Applying a statistical method known as Mendelian randomization to explore the importance of environmental effects, the team also found that years of education and parental age reduced the severity of MS, while smoking worsened it. “Together, these results suggest a detrimental effect of smoking in people with MS and implicate educational attainment as a potential protective factor,” they wrote. Finding correlations with these indirect measures of brain health further underlines the importance of resilience in determining the outcome of MS.

“Although it seems obvious that your brain’s resilience to injury would determine the severity of a disease like MS, this new study has pointed us towards the key processes that underlie this resilience,” Sawcer said. To confirm their findings, the scientists also investigated the genetics of nearly 10,000 additional MS patients. They found that individuals with two copies of the variant became disabled faster.

Further work will be necessary to determine exactly how this genetic variant affects DYSF, ZNF638, and the nervous system more generally. The researchers are also collecting an even larger set of DNA samples from people with MS, expecting to find other variants that contribute to long-term disability in MS. “This gives us a new opportunity to develop new drugs that may help preserve the health of all who suffer from MS,” said Harroud.

Studying the genetics of multiple sclerosis has been a major theme of neurological research in Cambridge since the late 1980s.
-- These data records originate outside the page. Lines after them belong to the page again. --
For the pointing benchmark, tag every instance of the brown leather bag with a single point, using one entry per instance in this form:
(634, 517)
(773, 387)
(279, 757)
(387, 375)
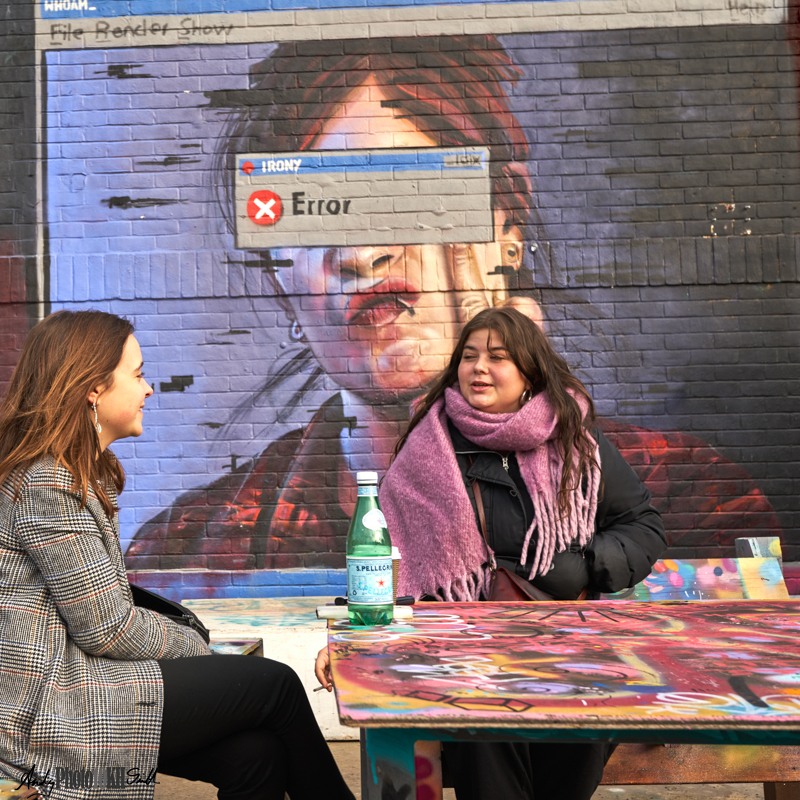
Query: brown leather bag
(506, 585)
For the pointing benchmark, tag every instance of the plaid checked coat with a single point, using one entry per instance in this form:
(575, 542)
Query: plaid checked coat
(79, 685)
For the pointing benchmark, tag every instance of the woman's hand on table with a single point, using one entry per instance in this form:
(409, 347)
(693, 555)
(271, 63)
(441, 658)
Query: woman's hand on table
(322, 669)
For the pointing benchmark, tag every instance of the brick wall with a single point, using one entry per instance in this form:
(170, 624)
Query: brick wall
(663, 153)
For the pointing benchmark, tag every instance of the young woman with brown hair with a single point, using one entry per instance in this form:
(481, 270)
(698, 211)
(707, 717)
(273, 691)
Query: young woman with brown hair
(556, 504)
(91, 686)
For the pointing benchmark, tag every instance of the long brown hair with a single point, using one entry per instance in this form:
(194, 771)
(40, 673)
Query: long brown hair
(452, 87)
(45, 411)
(546, 371)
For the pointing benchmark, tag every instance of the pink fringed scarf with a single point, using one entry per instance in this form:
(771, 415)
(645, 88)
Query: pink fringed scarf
(429, 514)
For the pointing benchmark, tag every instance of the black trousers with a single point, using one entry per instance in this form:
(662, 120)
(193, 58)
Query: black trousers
(520, 771)
(244, 724)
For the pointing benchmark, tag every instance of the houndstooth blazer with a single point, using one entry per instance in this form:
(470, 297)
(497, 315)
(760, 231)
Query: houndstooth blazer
(80, 689)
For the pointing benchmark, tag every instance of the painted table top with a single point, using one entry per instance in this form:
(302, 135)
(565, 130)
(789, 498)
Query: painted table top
(710, 579)
(279, 612)
(608, 664)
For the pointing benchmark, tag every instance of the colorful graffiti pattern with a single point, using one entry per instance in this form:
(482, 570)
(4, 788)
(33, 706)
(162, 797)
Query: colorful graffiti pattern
(710, 579)
(722, 663)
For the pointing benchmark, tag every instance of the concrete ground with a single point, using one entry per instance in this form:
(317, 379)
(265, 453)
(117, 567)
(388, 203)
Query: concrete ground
(347, 756)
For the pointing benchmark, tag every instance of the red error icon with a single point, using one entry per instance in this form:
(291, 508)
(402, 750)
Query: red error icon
(264, 207)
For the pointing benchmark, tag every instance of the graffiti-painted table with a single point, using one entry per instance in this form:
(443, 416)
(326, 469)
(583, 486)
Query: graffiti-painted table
(714, 672)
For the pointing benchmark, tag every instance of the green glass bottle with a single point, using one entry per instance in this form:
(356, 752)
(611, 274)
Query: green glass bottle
(369, 558)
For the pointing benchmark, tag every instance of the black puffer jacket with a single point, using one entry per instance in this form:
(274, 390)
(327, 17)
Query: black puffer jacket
(628, 533)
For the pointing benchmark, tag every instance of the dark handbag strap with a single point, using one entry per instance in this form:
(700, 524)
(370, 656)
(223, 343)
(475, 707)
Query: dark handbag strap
(144, 598)
(476, 491)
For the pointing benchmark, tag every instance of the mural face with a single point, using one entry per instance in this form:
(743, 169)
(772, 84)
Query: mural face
(725, 665)
(648, 228)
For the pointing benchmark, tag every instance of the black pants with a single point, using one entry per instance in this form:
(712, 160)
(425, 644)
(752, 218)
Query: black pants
(512, 771)
(244, 724)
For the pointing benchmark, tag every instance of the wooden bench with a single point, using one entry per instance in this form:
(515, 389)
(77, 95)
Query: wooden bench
(778, 768)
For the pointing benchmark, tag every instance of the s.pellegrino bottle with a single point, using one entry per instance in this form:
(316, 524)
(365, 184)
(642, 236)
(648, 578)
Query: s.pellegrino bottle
(369, 558)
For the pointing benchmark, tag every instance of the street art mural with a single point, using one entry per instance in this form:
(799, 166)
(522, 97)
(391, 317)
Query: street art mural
(614, 664)
(299, 210)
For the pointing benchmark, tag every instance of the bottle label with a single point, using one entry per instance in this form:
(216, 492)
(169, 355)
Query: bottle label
(374, 520)
(369, 580)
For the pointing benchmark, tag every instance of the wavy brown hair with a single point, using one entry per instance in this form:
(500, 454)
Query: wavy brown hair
(45, 411)
(531, 351)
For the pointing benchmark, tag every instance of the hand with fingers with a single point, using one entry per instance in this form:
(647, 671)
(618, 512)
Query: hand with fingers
(322, 669)
(478, 283)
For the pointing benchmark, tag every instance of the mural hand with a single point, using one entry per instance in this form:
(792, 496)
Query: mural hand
(527, 306)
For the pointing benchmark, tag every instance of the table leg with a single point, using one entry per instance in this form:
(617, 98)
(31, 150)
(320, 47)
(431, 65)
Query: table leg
(387, 764)
(782, 791)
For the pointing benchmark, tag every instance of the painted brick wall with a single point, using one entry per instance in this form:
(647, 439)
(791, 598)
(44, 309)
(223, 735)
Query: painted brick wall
(663, 151)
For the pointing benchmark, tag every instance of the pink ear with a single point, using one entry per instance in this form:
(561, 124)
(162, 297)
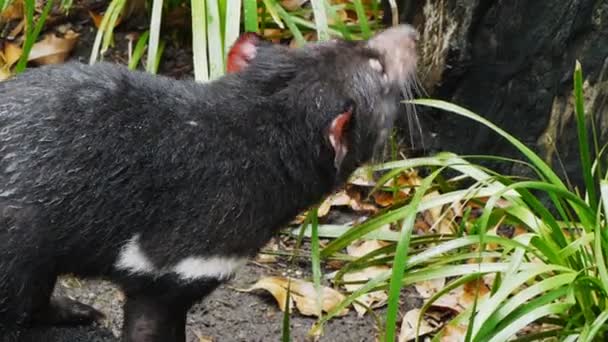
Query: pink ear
(242, 52)
(336, 136)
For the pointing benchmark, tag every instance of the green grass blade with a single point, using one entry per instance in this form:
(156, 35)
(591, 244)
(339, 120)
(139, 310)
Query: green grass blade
(316, 260)
(271, 8)
(363, 23)
(523, 297)
(339, 23)
(233, 21)
(529, 317)
(599, 250)
(508, 287)
(214, 40)
(533, 157)
(285, 331)
(155, 26)
(320, 15)
(297, 34)
(594, 329)
(583, 139)
(199, 41)
(32, 31)
(401, 255)
(250, 14)
(139, 50)
(108, 34)
(100, 31)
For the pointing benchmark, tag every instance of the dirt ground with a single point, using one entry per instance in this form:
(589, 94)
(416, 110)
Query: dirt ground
(227, 315)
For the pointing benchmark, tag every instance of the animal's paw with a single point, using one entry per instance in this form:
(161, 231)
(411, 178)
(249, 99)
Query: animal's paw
(65, 311)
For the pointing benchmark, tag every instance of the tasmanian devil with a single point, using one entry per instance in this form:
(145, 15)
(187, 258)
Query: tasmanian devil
(165, 187)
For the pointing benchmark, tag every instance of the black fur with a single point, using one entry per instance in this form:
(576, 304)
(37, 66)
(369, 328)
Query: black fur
(91, 155)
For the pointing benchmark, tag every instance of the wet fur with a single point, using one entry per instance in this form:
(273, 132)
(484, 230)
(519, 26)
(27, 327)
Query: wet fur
(92, 155)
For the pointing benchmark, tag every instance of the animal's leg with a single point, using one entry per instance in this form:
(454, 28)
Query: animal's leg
(65, 311)
(26, 286)
(157, 315)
With others, members of the Department of Clinical Neurosciences have been closely involved in discovery of the vast majority of gene variants that increase susceptibility.
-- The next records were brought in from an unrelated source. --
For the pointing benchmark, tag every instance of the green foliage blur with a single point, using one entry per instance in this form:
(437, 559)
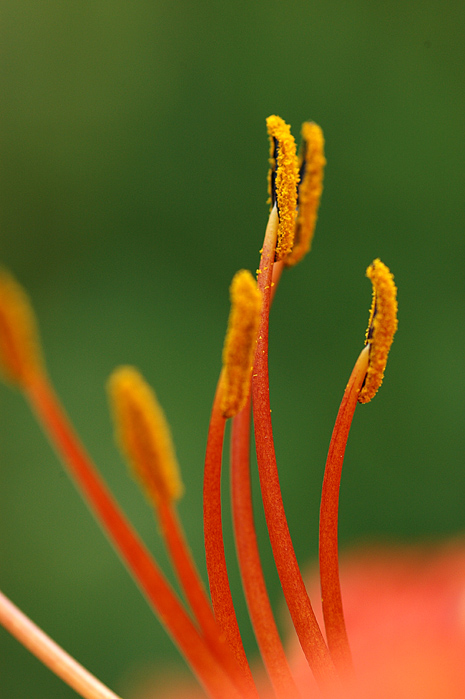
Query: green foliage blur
(133, 186)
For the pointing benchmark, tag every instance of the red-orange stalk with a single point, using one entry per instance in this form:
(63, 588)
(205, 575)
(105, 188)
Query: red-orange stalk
(213, 534)
(126, 541)
(299, 605)
(329, 567)
(261, 613)
(194, 590)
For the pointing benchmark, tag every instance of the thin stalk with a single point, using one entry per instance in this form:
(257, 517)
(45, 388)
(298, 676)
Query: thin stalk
(300, 608)
(50, 653)
(336, 633)
(213, 534)
(194, 591)
(125, 540)
(253, 581)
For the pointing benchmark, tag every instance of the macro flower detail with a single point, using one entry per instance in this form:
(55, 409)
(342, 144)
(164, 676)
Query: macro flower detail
(204, 625)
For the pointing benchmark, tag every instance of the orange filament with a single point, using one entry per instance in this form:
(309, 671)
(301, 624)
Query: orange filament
(283, 178)
(336, 634)
(248, 555)
(240, 342)
(312, 163)
(382, 326)
(20, 354)
(297, 600)
(131, 549)
(144, 436)
(220, 590)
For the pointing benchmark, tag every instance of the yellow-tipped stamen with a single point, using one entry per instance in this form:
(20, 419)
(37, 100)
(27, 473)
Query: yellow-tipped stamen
(283, 179)
(381, 327)
(311, 166)
(144, 435)
(240, 342)
(20, 354)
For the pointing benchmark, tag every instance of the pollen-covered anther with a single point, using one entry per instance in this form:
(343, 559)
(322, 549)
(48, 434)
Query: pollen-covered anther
(311, 168)
(144, 435)
(20, 354)
(240, 342)
(283, 178)
(382, 326)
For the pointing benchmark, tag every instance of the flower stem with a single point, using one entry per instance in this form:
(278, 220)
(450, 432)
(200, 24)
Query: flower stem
(336, 633)
(131, 549)
(214, 546)
(50, 653)
(261, 613)
(194, 590)
(297, 599)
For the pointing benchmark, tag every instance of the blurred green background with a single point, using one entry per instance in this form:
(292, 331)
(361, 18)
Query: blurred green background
(133, 186)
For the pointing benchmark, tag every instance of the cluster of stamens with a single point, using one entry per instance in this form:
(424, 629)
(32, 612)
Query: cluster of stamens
(205, 626)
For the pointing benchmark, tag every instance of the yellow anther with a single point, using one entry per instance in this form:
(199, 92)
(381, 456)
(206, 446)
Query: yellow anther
(381, 327)
(20, 355)
(283, 178)
(239, 345)
(143, 435)
(311, 166)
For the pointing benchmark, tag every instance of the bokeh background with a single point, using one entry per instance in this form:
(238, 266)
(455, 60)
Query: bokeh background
(133, 186)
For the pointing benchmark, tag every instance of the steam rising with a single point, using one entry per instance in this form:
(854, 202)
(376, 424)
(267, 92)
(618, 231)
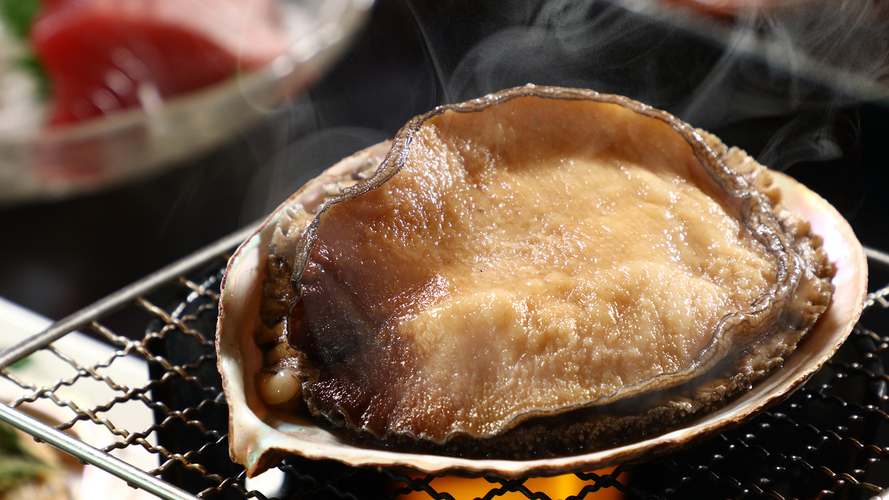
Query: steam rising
(773, 81)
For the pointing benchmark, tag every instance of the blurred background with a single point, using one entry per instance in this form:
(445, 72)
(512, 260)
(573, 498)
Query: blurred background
(800, 84)
(119, 156)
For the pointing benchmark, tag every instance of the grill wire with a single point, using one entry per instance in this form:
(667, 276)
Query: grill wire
(830, 439)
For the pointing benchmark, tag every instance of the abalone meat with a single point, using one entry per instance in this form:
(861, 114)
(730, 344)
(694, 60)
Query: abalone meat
(540, 274)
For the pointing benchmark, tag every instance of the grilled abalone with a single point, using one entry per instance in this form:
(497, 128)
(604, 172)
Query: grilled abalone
(542, 272)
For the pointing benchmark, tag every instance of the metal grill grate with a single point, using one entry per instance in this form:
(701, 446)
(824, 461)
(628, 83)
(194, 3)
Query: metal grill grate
(152, 412)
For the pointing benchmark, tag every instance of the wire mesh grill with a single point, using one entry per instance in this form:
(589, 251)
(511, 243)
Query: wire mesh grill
(155, 402)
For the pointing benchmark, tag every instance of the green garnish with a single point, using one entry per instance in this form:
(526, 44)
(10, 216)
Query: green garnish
(18, 15)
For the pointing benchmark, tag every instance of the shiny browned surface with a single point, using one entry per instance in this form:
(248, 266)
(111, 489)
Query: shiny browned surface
(535, 256)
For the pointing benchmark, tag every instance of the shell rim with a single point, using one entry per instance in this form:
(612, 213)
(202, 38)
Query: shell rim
(733, 414)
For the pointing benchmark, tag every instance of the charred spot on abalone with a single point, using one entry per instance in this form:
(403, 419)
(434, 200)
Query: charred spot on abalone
(539, 258)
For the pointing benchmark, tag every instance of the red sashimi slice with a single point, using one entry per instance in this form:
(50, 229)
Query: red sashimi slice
(103, 56)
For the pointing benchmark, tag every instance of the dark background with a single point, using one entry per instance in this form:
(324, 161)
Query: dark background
(57, 257)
IMSGC founding member Alastair Compston, MBBS, PhD, FRCP, from the University of Cambridge, added: “Having been personally involved with the identification of susceptibility genes for multiple sclerosis since the 1970s, it is a tribute to those within IMSGC who led this project that fully independent risk variants for progression have now been discovered. Once more, the work illustrates the benefits of international collaboration for advancing the understanding of disease mechanisms in multiple sclerosis and other medical conditions.”
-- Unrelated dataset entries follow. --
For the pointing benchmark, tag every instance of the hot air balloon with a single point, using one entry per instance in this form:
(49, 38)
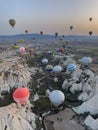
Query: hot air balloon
(86, 61)
(26, 31)
(33, 38)
(62, 50)
(71, 27)
(90, 32)
(22, 40)
(49, 52)
(55, 79)
(12, 22)
(21, 95)
(49, 68)
(44, 61)
(90, 19)
(57, 97)
(64, 46)
(31, 50)
(57, 69)
(63, 36)
(71, 67)
(56, 34)
(41, 32)
(22, 50)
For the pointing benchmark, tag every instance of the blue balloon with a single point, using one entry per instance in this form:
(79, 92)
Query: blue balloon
(71, 67)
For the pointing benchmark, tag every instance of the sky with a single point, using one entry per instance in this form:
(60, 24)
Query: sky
(49, 16)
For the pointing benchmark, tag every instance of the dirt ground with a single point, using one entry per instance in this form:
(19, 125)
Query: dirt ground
(64, 120)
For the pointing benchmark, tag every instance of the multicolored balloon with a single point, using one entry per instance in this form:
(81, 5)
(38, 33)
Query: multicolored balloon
(21, 95)
(86, 61)
(57, 97)
(57, 69)
(44, 61)
(71, 67)
(22, 50)
(12, 22)
(49, 68)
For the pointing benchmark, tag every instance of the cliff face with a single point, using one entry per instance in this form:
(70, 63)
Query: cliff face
(13, 76)
(15, 118)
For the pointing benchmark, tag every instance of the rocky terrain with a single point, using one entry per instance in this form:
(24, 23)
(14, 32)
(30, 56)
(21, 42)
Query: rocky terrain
(80, 89)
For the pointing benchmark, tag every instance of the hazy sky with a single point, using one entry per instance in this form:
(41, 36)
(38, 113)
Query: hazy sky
(49, 16)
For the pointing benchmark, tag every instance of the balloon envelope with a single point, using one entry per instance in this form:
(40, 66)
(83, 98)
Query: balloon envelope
(44, 61)
(71, 27)
(90, 32)
(56, 34)
(49, 68)
(22, 40)
(26, 31)
(57, 97)
(90, 19)
(71, 67)
(57, 69)
(12, 22)
(21, 95)
(86, 61)
(22, 50)
(41, 32)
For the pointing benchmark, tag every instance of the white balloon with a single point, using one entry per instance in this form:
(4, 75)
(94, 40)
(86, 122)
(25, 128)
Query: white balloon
(57, 97)
(57, 69)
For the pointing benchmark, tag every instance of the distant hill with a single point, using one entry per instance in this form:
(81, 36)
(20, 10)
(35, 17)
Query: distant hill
(46, 38)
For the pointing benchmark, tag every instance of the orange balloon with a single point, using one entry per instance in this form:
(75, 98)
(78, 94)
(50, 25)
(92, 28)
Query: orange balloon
(21, 95)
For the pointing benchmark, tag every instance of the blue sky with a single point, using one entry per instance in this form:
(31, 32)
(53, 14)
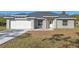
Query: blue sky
(27, 12)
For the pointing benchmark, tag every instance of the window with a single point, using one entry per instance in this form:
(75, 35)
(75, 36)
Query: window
(65, 22)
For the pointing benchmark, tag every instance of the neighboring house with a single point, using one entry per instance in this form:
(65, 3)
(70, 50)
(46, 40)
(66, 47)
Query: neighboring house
(39, 20)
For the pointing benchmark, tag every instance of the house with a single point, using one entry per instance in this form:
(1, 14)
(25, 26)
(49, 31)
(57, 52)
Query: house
(39, 20)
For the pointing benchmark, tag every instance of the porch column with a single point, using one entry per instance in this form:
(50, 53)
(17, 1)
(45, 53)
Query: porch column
(45, 24)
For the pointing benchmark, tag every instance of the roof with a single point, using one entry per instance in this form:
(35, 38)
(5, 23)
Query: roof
(42, 13)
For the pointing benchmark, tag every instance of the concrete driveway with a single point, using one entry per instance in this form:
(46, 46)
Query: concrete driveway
(7, 35)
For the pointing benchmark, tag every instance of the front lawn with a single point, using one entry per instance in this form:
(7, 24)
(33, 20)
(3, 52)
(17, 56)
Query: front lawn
(59, 38)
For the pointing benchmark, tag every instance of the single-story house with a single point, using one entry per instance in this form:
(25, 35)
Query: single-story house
(39, 20)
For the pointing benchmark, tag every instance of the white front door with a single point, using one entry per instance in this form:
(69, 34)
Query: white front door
(20, 24)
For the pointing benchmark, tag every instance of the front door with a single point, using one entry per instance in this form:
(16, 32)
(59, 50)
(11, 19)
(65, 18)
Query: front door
(40, 23)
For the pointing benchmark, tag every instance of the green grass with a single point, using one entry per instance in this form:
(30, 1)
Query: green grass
(45, 39)
(2, 27)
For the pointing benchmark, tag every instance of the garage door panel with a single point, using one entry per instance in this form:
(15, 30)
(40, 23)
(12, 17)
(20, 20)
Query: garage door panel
(20, 24)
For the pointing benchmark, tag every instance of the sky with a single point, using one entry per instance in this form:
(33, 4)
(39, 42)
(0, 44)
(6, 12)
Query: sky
(27, 12)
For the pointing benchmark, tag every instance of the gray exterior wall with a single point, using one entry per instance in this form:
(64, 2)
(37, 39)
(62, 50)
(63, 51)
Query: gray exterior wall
(60, 24)
(7, 24)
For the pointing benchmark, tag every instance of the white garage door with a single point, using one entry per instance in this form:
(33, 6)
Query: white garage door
(21, 24)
Noting limitations of their study, the authors nevertheless stated, “In conclusion, this study presents robust evidence for a role of genetic variation in MS progression … We have identified genetic loci associated with disability in MS, providing new directions for functional characterization and drug development targeted on the neurodegenerative component of the disease … Our findings identify CNS resilience and reserve as probable determinants of MS progression, and may have broader implications for neurodegeneration.”